Following the washing and drying, slides were scanned using laser scanner (GenePix 4000B, Molecular Device, Baltimore, MD); slide image was analyzed using Optiquant™ software and RFU representing relative binding of anti-glycan IgM to each antigen and control micro-well were calculated. The data quality from each well was verified by ensuring signal levels from human IgM and anti-human IgM spots above cutoff. If the data quality from the wells did not meet criteria, samples were tested again.

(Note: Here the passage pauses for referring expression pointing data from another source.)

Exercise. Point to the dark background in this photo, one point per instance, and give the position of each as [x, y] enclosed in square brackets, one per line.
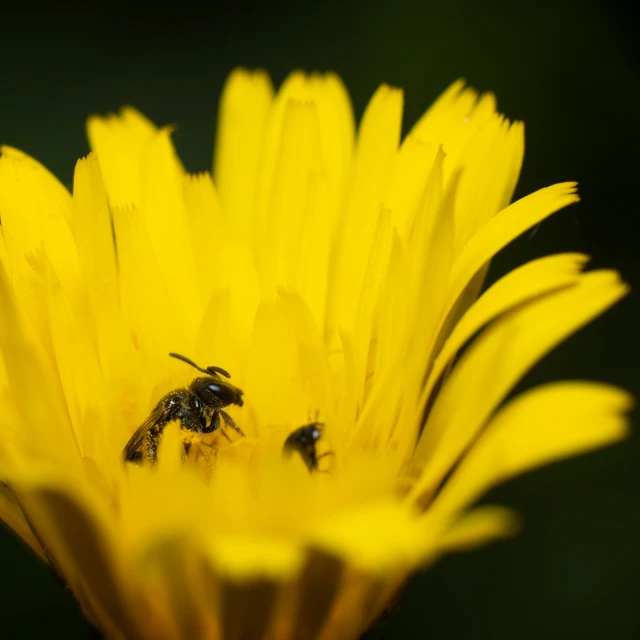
[569, 69]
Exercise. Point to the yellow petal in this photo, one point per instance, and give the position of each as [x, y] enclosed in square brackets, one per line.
[376, 150]
[515, 342]
[92, 232]
[120, 142]
[79, 541]
[520, 285]
[545, 424]
[207, 228]
[242, 123]
[478, 527]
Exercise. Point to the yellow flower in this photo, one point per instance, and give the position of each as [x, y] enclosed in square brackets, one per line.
[334, 275]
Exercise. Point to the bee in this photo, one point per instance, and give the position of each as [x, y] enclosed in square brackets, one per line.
[198, 409]
[303, 441]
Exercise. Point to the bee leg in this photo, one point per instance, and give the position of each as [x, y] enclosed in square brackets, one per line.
[150, 447]
[229, 421]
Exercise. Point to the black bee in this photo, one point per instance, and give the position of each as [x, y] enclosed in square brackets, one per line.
[198, 408]
[303, 441]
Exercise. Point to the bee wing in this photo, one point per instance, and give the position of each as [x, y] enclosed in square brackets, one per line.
[158, 416]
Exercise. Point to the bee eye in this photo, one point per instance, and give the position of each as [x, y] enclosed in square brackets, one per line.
[221, 392]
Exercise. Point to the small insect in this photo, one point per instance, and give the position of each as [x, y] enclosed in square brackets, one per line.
[198, 409]
[303, 441]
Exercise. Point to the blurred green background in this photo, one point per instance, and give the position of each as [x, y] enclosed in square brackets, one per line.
[569, 69]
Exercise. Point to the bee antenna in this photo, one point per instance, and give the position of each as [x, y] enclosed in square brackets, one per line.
[191, 362]
[210, 370]
[225, 373]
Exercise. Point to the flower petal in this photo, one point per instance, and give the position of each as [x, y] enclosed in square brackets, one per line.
[545, 424]
[525, 283]
[242, 123]
[376, 151]
[508, 348]
[120, 142]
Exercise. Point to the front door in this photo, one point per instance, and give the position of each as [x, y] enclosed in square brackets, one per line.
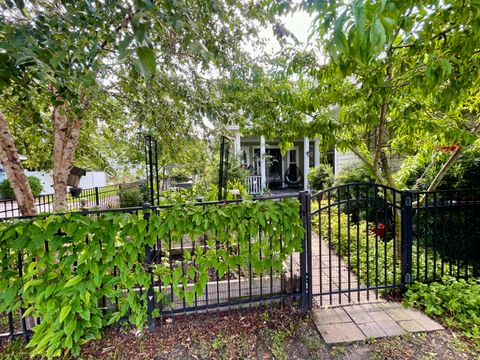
[273, 164]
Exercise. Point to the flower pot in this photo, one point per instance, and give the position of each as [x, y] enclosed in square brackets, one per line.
[378, 230]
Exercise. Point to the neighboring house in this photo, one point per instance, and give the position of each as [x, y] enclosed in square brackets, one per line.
[269, 169]
[90, 180]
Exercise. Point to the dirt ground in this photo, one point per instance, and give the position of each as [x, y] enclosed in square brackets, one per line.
[262, 333]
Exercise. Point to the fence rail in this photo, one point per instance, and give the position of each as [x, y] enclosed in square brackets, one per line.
[102, 197]
[360, 240]
[238, 286]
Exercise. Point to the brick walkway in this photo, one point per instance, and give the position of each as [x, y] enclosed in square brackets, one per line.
[332, 283]
[359, 322]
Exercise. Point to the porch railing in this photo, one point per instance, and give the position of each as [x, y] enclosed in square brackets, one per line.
[254, 184]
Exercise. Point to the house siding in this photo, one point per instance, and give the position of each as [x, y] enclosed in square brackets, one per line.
[344, 159]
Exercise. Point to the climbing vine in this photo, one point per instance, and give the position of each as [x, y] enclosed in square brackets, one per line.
[81, 273]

Levels of anti-GAGA2, -GAGA3, -GAGA4, and -GAGA6 IgM were calculated for each sample by dividing the sample RFU by the reference sample RFU. The CV of anti-α-glucose levels was 8–12% for intra-slides wells and 15–22% for different hybridization station running cycles (inter-slide).

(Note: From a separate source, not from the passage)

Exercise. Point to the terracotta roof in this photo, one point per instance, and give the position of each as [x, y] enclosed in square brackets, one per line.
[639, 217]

Samples were considered as positive if results were above cutoff levels for at least one of the four antibodies. Cutoff values for each antigen were calculated as mean value of the FP population plus 1, 1.5, or 2 SD, and best fit cutoffs (4.0, 4.5, 4.5, and 4.3 for anti-GAGA2, -GAGA3, -GAGA4, and -GAGA6 IgM, respectively).

Statistical methods

Numerical variables were compared across groups by Student's t-test or by the Mann–Whitney U-test, depending on whether or not they followed a normal distribution, and the χ2 test for rates comparison between groups or the Fisher exact if any cells had an expected count of less than 5. Pearson correlations were calculated between numerical variables. P-values of less than 0.05 were considered to be statistically significant. Uncertainty of results was expressed by 95% confidence intervals. For comparison between FP patients and OND patients, levels of anti-GAGA4 IgM EU were corrected for total IgM level by dividing them by the square root of total human IgM in the sample. Diagnostic accuracy was calculated by sensitivity, specificity, positive predictive value (PPV), and negative predictive value (NPV). Predictive values were calculated based on the prevalence of MS in the present cohort (0.68). The cumulative risk of the development of clinically definite MS (CDMS) was calculated for each group according to the Kaplan–Meier method, and the differences between the groups were evaluated in a univariate analysis by the log-rank test.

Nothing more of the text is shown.